I don’t necessarily subscribe to that (il)logic. But it does go to show that politics makes strange bedfellows. And while they may fight with us on some issues, they will oppose us on others when their own money is at stake. In the end, it seems that the only people we can rely on every single time the animals truly need us are each other. Those of us who love animals and do not want them to see them harmed or killed, not because we can make money off of them, but because we truly love them. So the next time someone, say your veterinarian, tells you that they love dogs, ask them “How much?” Ask them if they love dogs more than they love a photograph of that dog?
Because if they oppose the Medlen ruling, they are in fact arguing that “intrinsic damages could be awarded for a sentimental photograph … [of a] dog, but not for the dog itself.” And if that is their belief, what they are really saying is they may love dogs to a point, but they love making money off of dogs even more. At least, that is the logic of the arguments made to the Texas Court of Appeals.

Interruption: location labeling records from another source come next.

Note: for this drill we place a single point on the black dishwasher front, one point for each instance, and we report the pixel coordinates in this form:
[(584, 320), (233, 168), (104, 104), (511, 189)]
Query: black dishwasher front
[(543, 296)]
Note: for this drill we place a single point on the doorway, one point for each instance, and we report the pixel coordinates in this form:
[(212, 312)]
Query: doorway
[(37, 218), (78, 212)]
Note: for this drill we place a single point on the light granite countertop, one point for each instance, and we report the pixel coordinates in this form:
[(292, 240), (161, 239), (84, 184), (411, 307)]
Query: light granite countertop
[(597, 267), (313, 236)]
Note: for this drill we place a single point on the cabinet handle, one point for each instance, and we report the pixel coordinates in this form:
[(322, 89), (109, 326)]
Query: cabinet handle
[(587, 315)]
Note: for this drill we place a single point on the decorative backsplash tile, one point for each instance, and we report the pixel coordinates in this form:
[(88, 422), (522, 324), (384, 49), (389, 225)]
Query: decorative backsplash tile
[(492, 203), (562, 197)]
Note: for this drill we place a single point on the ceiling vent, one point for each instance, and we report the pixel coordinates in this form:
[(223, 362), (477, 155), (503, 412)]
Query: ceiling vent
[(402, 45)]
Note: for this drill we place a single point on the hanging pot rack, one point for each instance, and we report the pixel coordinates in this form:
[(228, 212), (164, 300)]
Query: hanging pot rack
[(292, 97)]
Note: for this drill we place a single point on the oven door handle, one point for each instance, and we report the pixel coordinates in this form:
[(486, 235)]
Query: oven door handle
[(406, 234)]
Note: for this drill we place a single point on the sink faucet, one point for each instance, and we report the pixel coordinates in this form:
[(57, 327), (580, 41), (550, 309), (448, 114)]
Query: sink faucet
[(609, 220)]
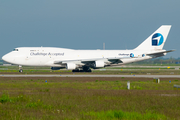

Update: In January 2013, the Texas Supreme court will hear the case. The No Kill Advocacy Center has filed an amicus brief in the case arguing that the Court of Appeals correctly ruled that dogs are worth more than market value for a replacement. In other words, while the family can get another dog, they cannot get another Avery.
The No Kill Advocacy Center is being opposed by the American Veterinary Medical Association, the American Kennel Club, the American Pet Products Association and other industry groups. And, of course, the large national groups like the Humane Society of the United States, remain silent because their friends at shelters will also be held accountable for wrongly harming and killing people’s animals.
For a copy of the No Kill Advocacy Center brief: http://bit.ly/W3uATI
To read Nathan Winograd’s article about the case: http://bit.ly/UnKnyT
Once again, we are grateful for the support of attorney Ryan Clinton, who freely gave of his time and expertise in writing the brief, as well as attorneys Sheldon Eisenberg and Kathi Cover.
Further Update: In April 2013, the Texas Supreme Court reversed the ruling of the Court of Appeal. Avery’s family and animal lovers throughout Texas whose companion animals are harmed will now find the doors of justice shut to them.